I’m going to be honest with you about something. I honestly had no idea I’d be sitting here, having already written two fractal books and with ideas for more, across from a shelf packed with reference material. I have more books on fractals than textbooks I saved from my actual degree. In fact, I have three books that basically have the same title:
- Chaos, Fractals, and Dynamics
- Chaotic Dynamics and Fractals
- Chaos, Dynamics, and Fractals
I have a fractal wish list with more than 40 books in it. If you were to list three things you know about me, “likes fractals” is one of those three.
So why do I like fractals, and more importantly, why do I still like them?

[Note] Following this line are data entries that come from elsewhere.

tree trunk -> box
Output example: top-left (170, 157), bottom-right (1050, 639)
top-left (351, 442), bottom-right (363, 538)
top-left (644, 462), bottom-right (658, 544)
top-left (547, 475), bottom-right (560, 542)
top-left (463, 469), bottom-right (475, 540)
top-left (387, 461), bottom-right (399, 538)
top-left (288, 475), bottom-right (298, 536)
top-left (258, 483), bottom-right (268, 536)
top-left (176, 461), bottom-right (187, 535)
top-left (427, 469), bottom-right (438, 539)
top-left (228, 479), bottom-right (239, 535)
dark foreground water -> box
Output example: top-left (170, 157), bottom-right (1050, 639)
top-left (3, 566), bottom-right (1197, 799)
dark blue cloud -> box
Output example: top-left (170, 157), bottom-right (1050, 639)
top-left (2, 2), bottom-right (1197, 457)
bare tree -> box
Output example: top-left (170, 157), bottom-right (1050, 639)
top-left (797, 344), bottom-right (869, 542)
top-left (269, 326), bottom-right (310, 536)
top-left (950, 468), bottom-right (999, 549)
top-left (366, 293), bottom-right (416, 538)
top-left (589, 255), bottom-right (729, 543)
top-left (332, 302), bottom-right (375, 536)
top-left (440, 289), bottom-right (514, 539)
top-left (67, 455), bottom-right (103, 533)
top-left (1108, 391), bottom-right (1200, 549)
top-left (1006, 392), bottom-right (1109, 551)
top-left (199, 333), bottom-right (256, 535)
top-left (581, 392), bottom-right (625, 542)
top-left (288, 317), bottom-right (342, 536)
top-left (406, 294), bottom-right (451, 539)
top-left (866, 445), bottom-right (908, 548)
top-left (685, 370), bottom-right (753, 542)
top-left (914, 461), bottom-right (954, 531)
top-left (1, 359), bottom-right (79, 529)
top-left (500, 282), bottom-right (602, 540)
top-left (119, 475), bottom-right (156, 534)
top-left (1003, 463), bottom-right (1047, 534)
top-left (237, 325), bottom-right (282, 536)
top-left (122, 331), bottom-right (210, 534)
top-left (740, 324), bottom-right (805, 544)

As a programmer – Creating fractals has taught me a lot about graphics formats, string management, and handling large amounts of data. I’ve learned new programming languages by trying to write fractal programs. I’ve used some of my color ramp algorithms professionally, and used fractal information as data sets. Simply put, writing fractal programs is challenging, engaging, and a great avenue for learning new things.
As a writer – Fractals can seem like an intimidating area of math. It doesn’t have quite the reputation of say calculus, but a lot of people look at fractals and go “that’s way beyond me.” As someone who owns a shelf full of fractal books, I can say that some of the problem is with how these things are presented. A formal mathematical text isn’t going to draw people in unless they’re already a professional mathematician. Writing about fractals has always presented the challenge for me (as a very technical person) to write about something complicated in an easy-to-understand way. I’m as prone to techno-babble as the next engineer, but if I actually want to get the people around me interested in what I have to say, I need to find better ways to explain it. This is a great challenge for any writer.
As an artist – I’m not a painter like my Mom, but I do like creating cool designs. Creating fractal images can be a very playful and exploratory experience. And unlike a canvas, if I screw up, I can just generate a new image. And I do have my own aesthetic. Fractal calendars have a tendency to make everything over busy, or to shy away from what I would recognize as a fractal. I like clean lines that highlight the natural beauty of the math, without imposing a lot of my own will onto it.
As a publisher – Writing fractal books has taught me more about eBook formatting, finding niche markets, evaluating royalty options and just finishing projects than anything else I’ve done. Fiction can live in a nebulous world of constant revision, whereas non-fiction can have a finite goal and a known finish point.
As a math geek – Fundamentally I just think fractals are cool. They’ve shown me different ways to look at dimension, complex numbers, even how to define a circle. And some of things you can do with the “Chaos Game” and Iterated Function Systems are just so cool. Order rising from randomness. Even more predictable things like L-Systems can always surprise you. You think a design is going to turn out one way, and it ends up looking completely different. And it’s a young area of math, there is still much to be learned and discovered. There’s real territory out there for people to make their mark.
What are you surprised to find has become a focus in your life?